Zhou, X. et al. World Psychiatry. 2015 Jun; 14(2): 207–222.

Previous meta-analyses of psychotherapies for child and adolescent depression were limited because of the small number of trials with direct comparisons between two treatments. A network meta-analysis, a novel approach that integrates direct and indirect evidence from randomized controlled studies, was undertaken to investigate the comparative efficacy and acceptability of psychotherapies for depression in children and adolescents.

Systematic searches resulted in 52 studies (total N=3805) of nine psychotherapies and four control conditions. We assessed the efficacy at post-treatment and at follow-up, as well as the acceptability (all-cause discontinuation) of psychotherapies and control conditions.
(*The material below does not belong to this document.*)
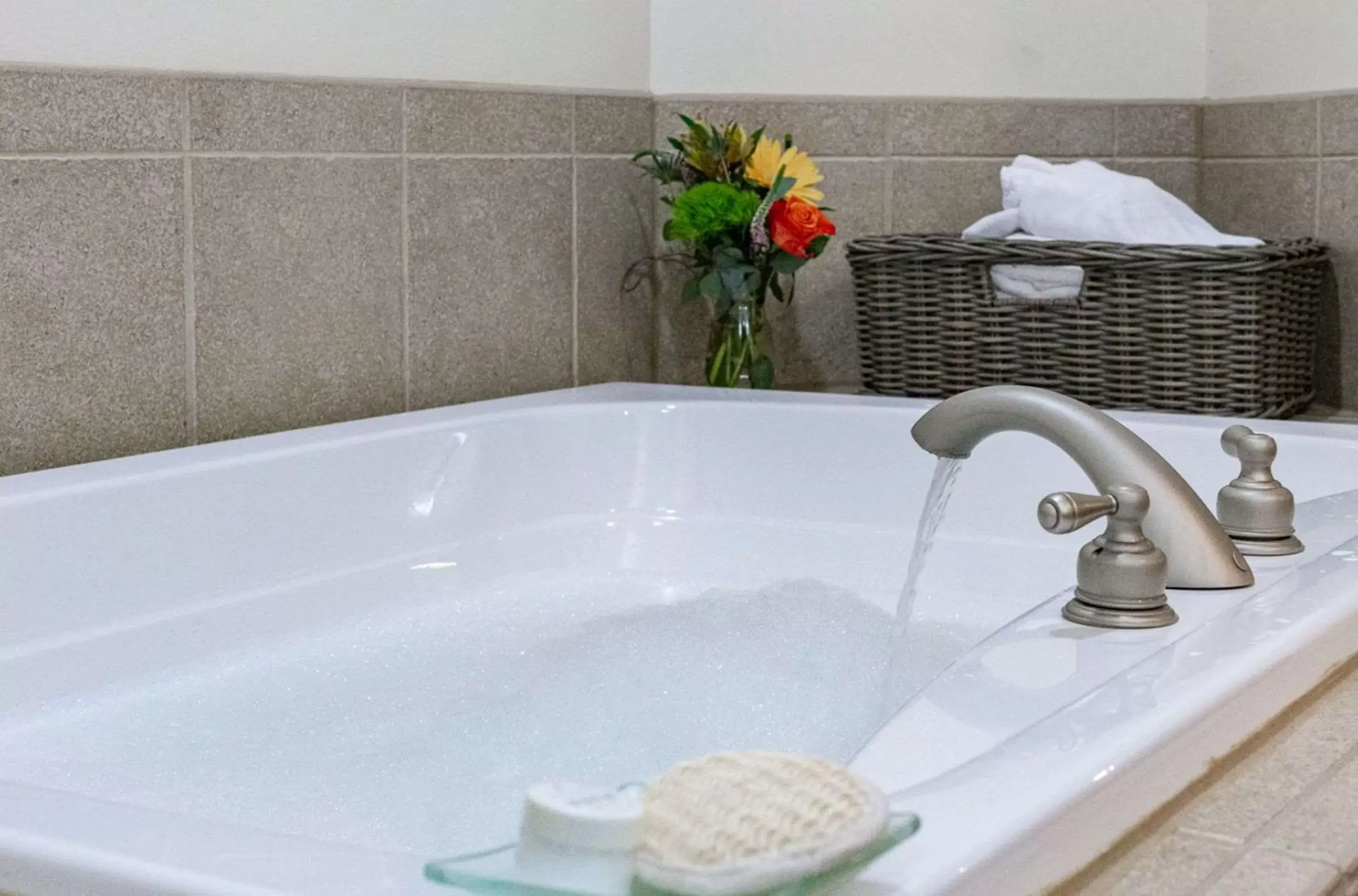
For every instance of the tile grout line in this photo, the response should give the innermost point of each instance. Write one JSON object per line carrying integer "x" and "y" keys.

At post-treatment, only interpersonal therapy (IPT) and cognitive-behavioral therapy (CBT) were significantly more effective than most control conditions (standardized mean differences, SMDs ranged from −0.47 to −0.96). Also, IPT and CBT were more beneficial than play therapy. Only psychodynamic therapy and play therapy were not significantly superior to waitlist.

At follow-up, IPT and CBT were significantly more effective than most control conditions (SMDs ranged from −0.26 to −1.05), although only IPT retained this superiority at both short-term and long-term follow-up. In addition, IPT and CBT were more beneficial than problem-solving therapy. Waitlist was significantly inferior to other control conditions.

With regard to acceptability, IPT and problem-solving therapy had significantly fewer all-cause discontinuations than cognitive therapy and CBT (ORs ranged from 0.06 to 0.33).

These data suggest that IPT and CBT should be considered as the best available psychotherapies for depression in children and adolescents. However, several alternative psychotherapies are understudied in this age group. Waitlist may inflate the effect of psychotherapies, so that psychological placebo or treatment-as-usual may be preferable as a control condition in psychotherapy trials.